Politico reports on Sydney Powell, recently expelled from those designated as official Trump lawyers for being too wacko even for a group that often seems certifiable.

Sidney Powell released the Kraken. And it turns out the mythological sea beast can’t spell, is terrible at geography and keeps mislabeling plaintiffs in court.

A congressional candidate Powell claimed to represent in one lawsuit said that, in fact, he had nothing to do with Powell or her quixotic effort, which she dubbed “the Kraken,” arguing the election was stolen from President Donald Trump. An expert witness cited in another suit named a nonexistent county in Michigan. A Wisconsin lawsuit sought data on alleged irregularities at a voting center in Detroit, which is in Michigan. And a filing in federal district court signed by Powell misspelled “district” twice in the first few lines.

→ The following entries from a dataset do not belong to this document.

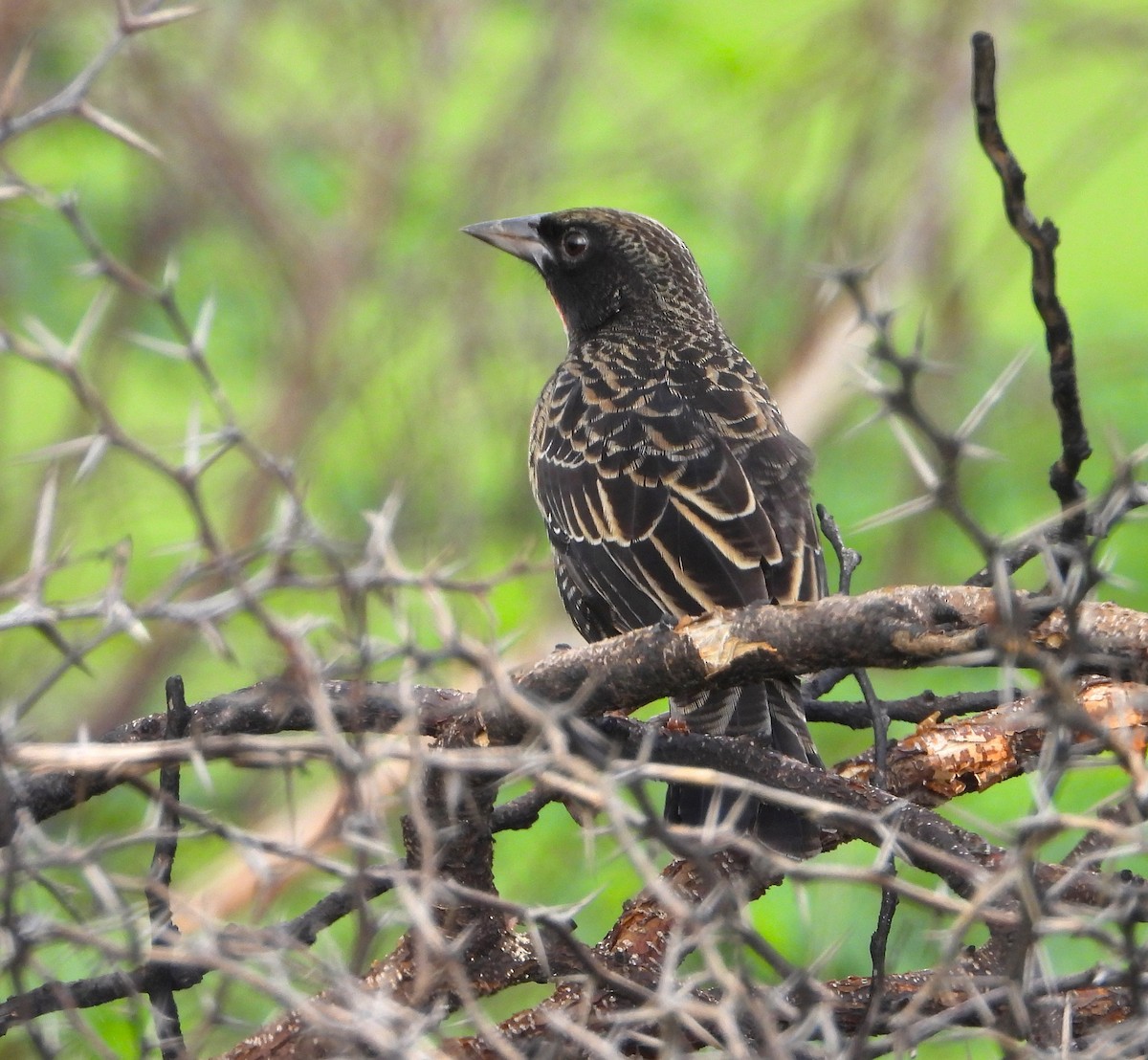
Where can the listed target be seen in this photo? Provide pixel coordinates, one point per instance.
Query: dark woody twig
(1042, 238)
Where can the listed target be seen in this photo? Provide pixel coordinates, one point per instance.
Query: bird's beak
(518, 235)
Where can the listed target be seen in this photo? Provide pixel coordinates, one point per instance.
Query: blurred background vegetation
(315, 165)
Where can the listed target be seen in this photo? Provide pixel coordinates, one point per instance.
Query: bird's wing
(650, 511)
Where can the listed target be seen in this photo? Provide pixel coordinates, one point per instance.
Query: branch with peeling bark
(902, 628)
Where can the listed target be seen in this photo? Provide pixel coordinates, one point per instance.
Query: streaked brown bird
(666, 475)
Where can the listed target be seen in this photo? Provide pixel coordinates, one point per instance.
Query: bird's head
(604, 265)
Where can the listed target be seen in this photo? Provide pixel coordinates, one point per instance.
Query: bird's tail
(769, 711)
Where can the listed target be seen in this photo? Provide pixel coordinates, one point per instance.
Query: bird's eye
(575, 242)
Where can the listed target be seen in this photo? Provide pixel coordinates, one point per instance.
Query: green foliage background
(317, 162)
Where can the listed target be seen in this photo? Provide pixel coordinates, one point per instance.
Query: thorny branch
(551, 725)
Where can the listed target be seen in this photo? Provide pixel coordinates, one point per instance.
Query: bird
(666, 476)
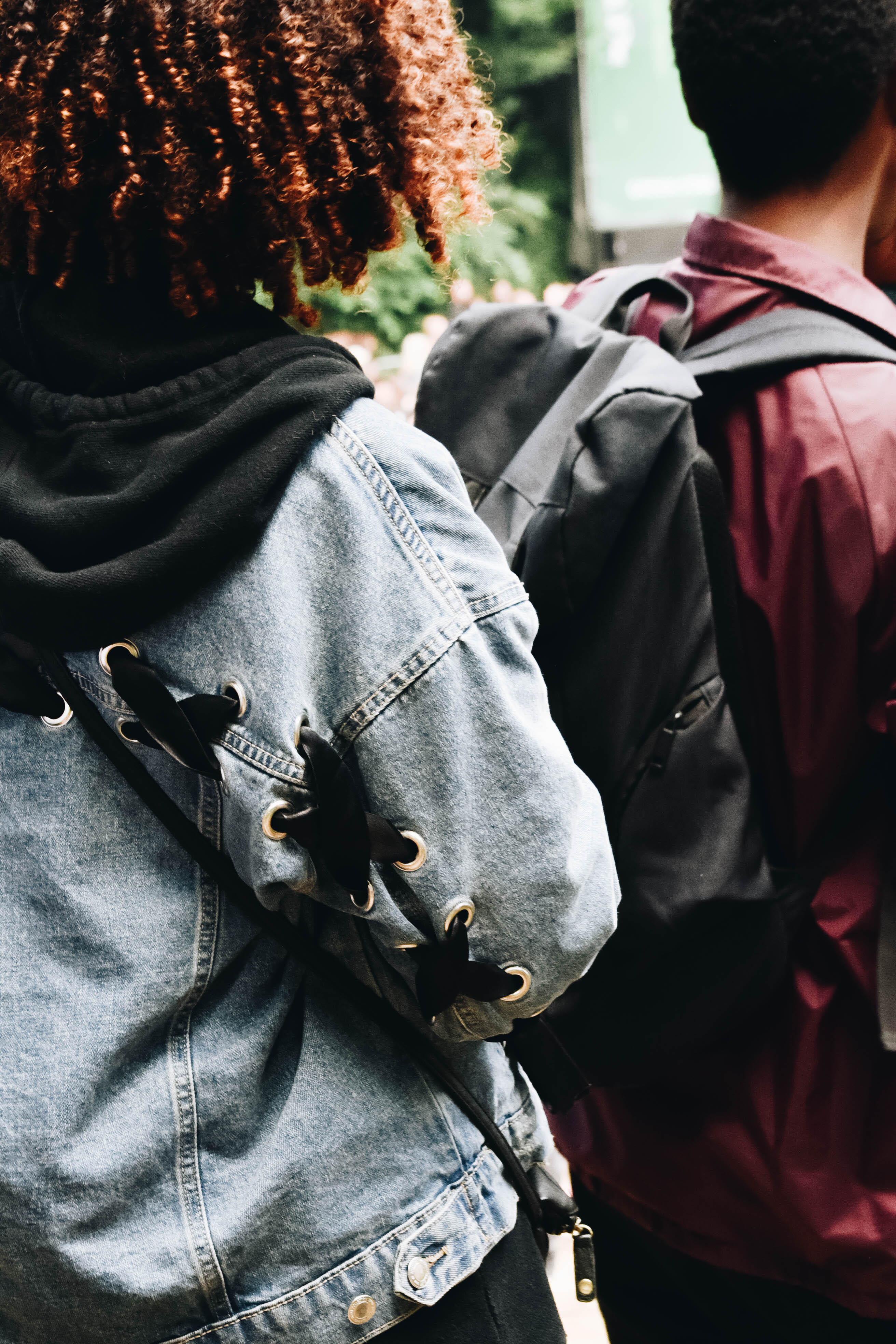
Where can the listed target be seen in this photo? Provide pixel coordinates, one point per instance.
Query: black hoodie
(142, 451)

According to Politico, Powell has, “at least twice,” sued on behalf of a plaintiff who had not agreed to be a part of the case.

Judges reportedly have been flummoxed/bemused by the multiple errors committed by Powell, who has continued crusading to overturn the election results even after she was booted from Trump’s legal team.

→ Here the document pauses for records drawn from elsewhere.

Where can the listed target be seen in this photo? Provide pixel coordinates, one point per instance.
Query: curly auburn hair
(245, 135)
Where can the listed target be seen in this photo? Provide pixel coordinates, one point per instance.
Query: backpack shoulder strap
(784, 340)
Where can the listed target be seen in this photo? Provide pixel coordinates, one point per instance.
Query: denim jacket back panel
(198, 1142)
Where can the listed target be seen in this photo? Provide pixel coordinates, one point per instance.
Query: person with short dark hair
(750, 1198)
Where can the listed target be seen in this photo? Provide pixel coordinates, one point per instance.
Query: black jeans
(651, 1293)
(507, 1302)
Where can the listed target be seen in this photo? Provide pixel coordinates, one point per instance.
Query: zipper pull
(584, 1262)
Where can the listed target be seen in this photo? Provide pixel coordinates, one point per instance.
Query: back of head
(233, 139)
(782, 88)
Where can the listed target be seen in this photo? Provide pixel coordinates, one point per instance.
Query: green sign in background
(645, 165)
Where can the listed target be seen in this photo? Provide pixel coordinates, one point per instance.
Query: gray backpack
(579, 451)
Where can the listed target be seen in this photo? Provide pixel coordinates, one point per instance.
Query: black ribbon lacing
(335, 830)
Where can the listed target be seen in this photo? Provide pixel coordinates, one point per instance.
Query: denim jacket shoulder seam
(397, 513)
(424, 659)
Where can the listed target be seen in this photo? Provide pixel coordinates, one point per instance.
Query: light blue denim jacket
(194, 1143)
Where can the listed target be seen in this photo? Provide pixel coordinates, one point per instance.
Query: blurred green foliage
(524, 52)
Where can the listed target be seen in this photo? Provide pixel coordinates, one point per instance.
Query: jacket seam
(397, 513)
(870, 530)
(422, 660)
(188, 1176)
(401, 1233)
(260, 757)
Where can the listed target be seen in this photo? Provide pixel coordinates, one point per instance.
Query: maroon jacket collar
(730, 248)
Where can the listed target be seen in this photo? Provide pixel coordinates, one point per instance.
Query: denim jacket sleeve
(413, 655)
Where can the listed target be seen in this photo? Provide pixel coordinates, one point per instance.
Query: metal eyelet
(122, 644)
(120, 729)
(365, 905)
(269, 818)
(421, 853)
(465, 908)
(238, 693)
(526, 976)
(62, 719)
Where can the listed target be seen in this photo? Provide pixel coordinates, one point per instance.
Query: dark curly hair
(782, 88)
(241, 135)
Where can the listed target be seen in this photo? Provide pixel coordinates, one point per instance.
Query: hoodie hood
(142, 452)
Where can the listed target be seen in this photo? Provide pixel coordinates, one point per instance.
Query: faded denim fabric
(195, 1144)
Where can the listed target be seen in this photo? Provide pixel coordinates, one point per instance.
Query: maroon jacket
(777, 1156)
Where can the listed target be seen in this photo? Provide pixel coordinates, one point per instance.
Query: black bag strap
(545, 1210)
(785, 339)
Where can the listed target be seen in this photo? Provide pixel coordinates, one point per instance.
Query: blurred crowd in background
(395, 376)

Powell and another Trump-supporting lawyer, Lin Wood, are causing chaos in Georgia, in advance of the Senate runoffs there. They have been soliciting donations and urging Republicans not to vote for the GOP candidates in those runoffs, because they say those candidates have been insufficiently supportive of Trump.

Powell and Wood allege a vast conspiracy in which states’ electronic voting systems have been manipulated by a company with ties to the late Venezuelan president Hugo Chávez. What has set them apart from Trump’s official legal team, which has offered similarly unsupported claims of fraud, is their willingness to accuse sitting Republican officials of committing crimes to aid Biden’s election.

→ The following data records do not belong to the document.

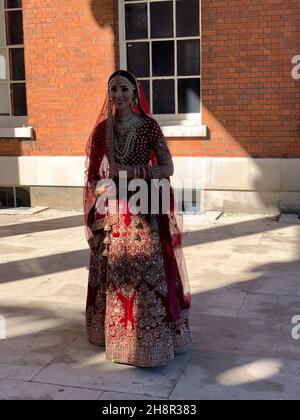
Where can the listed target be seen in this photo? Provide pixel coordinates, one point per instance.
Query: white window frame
(12, 126)
(173, 125)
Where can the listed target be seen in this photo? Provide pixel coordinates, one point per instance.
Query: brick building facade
(244, 143)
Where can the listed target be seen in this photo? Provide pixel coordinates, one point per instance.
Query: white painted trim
(184, 130)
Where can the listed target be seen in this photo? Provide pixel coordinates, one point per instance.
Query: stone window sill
(16, 132)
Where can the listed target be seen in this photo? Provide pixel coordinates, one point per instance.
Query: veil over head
(99, 155)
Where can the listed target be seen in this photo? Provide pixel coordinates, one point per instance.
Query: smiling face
(122, 95)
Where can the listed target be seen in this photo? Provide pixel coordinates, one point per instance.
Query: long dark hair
(132, 79)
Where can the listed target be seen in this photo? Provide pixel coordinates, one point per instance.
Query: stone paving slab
(224, 376)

Pro-Trump crazy hasn’t been limited to lawyers. The Republicans with whom I used to work would be equally appalled by today’s GOP officeholders. Florida Governor DeSantis is a good example of just how detached from competence and reality these people are.

In addition to urging Trump to “fight on,” DeSantis has continued to be one of the President’s staunchest supporters. He has publicly urged Republican-controlled Legislatures in Pennsylvania and Michigan to overturn results in those states. He also has accused Chief Justice John Roberts of undefined “crazy stuff.” (Perhaps, in addition to being a Trump ally, he has taken vocabulary lessons from The Donald.)

DeSantis’ lack of competence has been most damaging, of course, in his refusal to follow medical advice with respect to the pandemic. In a recent speech, he criticized the Centers for Disease Control and Prevention for its “ridiculous” studies on the Covid-19 outbreak, which he said were more about “affirming” the positions of “bureaucrats” than science.

I don’t think this guy can spell science. He has steadily resisted imposing state-level restrictions on gatherings or mandating–or even encouraging– mask-wearing, even as Florida has reported more than 1 million cases.

If DeSantis were the only Republican governor inhabiting an alternate reality, you might chalk up his election to the fact that Florida voters include lots of elderly folks with dementia, but there are several others. Just last week, Oklahoma Gov. Kevin Stitt, who has refused to issue a mask mandate, declared a “day of prayer and fasting” for those affected by the pandemic. (I thought God helped those who helped themselves…)

And that, of course, leads me back to my recurring question: who believes these clowns? Who takes them seriously?

Evidently, thousands, perhaps even millions, of people do–they send money to the demented lawyers, vote for the science-and-expertise-rejecting politicians. They post comments to Facebook asserting that an election that was won by over seven million votes was somehow “rigged,” and that failure to acknowledge that “fraud” is to believe “fake news.”

If there’s a psychiatrist reading this blog, can you weigh in and explain the appeal of obvious lunacy? Because I really, truly do not get it.